Sphingolipids (SPLs) are bioactive lipids playing vital functions in cellular stress responses. The tumor suppressor p53 has been implicated in regulating few specific SPL enzymes; however, a comprehensive understanding of p53's overall impact on SPL metabolism is lacking. Here, we employed an integrative biochemical approach combining a novel flux tracing method (using d17dihydrosphingosine) with in situ enzymatic activity assays in the context of treatment with Doxorubicin (Dox), a DNA-damaging agent causing well-established dose-dependent activation of p53. Furthermore, our previous studies established dose-specific modulation of SPLs by sublethal (low dose) versus lethal (high dose) Dox.
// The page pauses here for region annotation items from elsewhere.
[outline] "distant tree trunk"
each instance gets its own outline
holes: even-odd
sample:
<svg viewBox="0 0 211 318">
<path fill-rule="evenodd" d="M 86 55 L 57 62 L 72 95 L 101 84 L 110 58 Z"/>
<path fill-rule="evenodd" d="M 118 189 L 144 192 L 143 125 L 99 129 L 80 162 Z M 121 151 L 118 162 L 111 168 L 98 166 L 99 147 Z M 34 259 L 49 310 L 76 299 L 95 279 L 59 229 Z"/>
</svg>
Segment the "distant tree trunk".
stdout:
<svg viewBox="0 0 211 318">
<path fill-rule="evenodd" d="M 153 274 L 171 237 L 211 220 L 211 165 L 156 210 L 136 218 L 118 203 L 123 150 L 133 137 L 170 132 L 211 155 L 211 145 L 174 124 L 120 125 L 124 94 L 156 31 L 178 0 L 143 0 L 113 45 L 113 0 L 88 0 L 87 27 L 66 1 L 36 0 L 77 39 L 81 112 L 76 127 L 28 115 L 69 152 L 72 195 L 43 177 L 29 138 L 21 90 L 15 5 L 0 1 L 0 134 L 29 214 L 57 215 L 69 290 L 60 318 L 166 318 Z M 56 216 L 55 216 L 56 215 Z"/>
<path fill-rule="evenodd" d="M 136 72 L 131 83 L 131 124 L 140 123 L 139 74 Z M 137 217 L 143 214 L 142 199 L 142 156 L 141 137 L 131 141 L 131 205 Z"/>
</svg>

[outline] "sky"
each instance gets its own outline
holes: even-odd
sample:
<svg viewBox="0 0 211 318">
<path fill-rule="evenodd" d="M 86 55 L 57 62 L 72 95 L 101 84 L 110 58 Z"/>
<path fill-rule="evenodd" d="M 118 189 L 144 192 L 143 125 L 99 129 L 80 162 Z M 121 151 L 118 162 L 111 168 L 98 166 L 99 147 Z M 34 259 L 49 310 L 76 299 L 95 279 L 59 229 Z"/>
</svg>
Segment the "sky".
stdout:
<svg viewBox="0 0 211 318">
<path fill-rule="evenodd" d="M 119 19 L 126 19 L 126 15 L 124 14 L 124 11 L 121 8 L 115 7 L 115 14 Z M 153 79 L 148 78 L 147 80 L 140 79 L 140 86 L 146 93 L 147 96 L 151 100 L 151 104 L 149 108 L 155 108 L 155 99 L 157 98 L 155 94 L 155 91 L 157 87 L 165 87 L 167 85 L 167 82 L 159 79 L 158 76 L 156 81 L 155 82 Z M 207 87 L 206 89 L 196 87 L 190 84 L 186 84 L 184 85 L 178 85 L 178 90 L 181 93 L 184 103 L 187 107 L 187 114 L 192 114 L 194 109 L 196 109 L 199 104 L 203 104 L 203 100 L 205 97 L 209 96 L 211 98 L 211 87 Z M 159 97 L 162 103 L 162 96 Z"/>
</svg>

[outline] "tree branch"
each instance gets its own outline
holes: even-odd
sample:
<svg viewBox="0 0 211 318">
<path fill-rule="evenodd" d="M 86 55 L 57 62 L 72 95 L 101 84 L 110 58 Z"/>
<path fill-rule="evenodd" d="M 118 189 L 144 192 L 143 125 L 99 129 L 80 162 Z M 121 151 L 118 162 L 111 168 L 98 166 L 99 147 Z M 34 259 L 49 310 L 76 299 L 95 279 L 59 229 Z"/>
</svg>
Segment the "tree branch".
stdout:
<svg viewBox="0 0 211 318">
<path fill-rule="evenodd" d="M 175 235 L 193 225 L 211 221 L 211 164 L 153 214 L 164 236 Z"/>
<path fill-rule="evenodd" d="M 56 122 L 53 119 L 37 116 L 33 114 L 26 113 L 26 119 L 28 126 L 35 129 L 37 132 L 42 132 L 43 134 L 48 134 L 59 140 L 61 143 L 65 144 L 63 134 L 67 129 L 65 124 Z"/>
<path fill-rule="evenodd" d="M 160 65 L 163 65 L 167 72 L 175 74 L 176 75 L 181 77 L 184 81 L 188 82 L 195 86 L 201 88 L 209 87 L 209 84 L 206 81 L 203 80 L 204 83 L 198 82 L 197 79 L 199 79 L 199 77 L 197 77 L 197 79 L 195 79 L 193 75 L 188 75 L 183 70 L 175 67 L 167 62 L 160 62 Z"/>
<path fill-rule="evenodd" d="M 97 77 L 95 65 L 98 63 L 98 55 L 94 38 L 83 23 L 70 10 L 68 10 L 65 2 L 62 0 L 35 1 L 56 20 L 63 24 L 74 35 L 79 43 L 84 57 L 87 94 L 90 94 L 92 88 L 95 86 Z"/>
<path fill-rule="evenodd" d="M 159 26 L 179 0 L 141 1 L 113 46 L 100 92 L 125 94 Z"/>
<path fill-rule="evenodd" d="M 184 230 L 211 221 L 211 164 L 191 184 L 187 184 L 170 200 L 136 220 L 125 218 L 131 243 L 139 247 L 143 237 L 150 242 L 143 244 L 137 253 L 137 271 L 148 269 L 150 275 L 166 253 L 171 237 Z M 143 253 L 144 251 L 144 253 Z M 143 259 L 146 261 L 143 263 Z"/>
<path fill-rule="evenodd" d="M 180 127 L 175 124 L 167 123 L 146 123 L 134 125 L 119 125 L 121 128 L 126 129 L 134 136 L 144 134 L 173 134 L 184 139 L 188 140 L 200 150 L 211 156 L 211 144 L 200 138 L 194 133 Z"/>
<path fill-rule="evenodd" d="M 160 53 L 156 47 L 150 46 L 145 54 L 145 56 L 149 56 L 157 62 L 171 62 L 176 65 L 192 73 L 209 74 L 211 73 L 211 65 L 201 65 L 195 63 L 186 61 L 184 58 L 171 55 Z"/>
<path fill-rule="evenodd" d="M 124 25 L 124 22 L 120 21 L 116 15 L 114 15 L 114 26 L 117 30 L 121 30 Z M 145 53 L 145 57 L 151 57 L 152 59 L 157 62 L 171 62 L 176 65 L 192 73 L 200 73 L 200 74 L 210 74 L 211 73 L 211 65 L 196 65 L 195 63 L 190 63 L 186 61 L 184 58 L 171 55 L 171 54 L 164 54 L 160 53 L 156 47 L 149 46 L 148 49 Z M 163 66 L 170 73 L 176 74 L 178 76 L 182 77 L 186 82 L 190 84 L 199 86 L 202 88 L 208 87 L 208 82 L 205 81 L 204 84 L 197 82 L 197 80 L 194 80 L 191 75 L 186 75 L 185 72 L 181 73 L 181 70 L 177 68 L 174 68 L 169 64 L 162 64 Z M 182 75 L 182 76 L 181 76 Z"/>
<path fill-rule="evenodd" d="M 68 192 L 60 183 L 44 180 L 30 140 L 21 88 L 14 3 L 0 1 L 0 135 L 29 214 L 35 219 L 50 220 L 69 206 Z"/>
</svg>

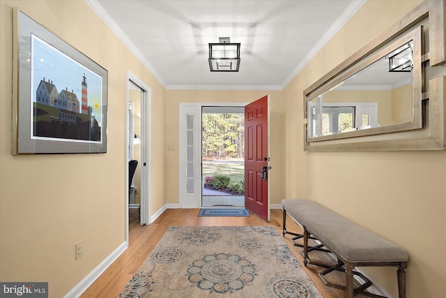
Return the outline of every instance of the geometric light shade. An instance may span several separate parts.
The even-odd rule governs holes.
[[[220,43],[209,44],[210,71],[238,71],[240,43],[229,43],[229,38],[220,38]]]
[[[410,41],[387,55],[389,72],[406,73],[413,69],[413,41]]]

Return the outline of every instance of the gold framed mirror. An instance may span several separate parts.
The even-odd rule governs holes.
[[[304,91],[305,151],[445,149],[444,92],[429,89],[446,75],[445,2],[424,1]]]

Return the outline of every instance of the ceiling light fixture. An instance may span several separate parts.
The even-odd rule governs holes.
[[[218,38],[220,43],[209,44],[210,71],[238,71],[240,43],[231,43],[229,37]]]
[[[402,73],[412,71],[413,68],[413,42],[399,47],[387,55],[389,59],[389,72]]]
Here, we exploited this model to focus on the role of p53, and found: i) Both low and high Dox enhanced the rate of synthesis of select dihydroceramide species, d17:0/16:0, d17:0/18:0, and d17:0/20:0, implicating activation of specific ceramide synthases (CerS 1/4 and 5/6), with p53 dependence only at low Dox; ii) Novel p53-dependent suppression of dihydroceramide desaturase (DES) activity at both Dox doses; iii) Both doses of Dox impaired the synthesis of d17hexosylceramide and d17sphingomyelin, with an unanticipated role for p53 only at low Dox. iv) With respect to inhibition of d17sphingomyelin synthesis, an investigation into ceramide transport to the Golgi identified the ceramide transport protein 1 (CERT1) as a novel target of Dox (reduction of protein and activity) and p53 (reduction of activity, particularly at low Dox). These observations underscore p53's prominent role as a master regulator of SPL metabolism, inducing major remodeling of cellular SPL metabolism with extensive and integrated effects on sphingolipid synthesis.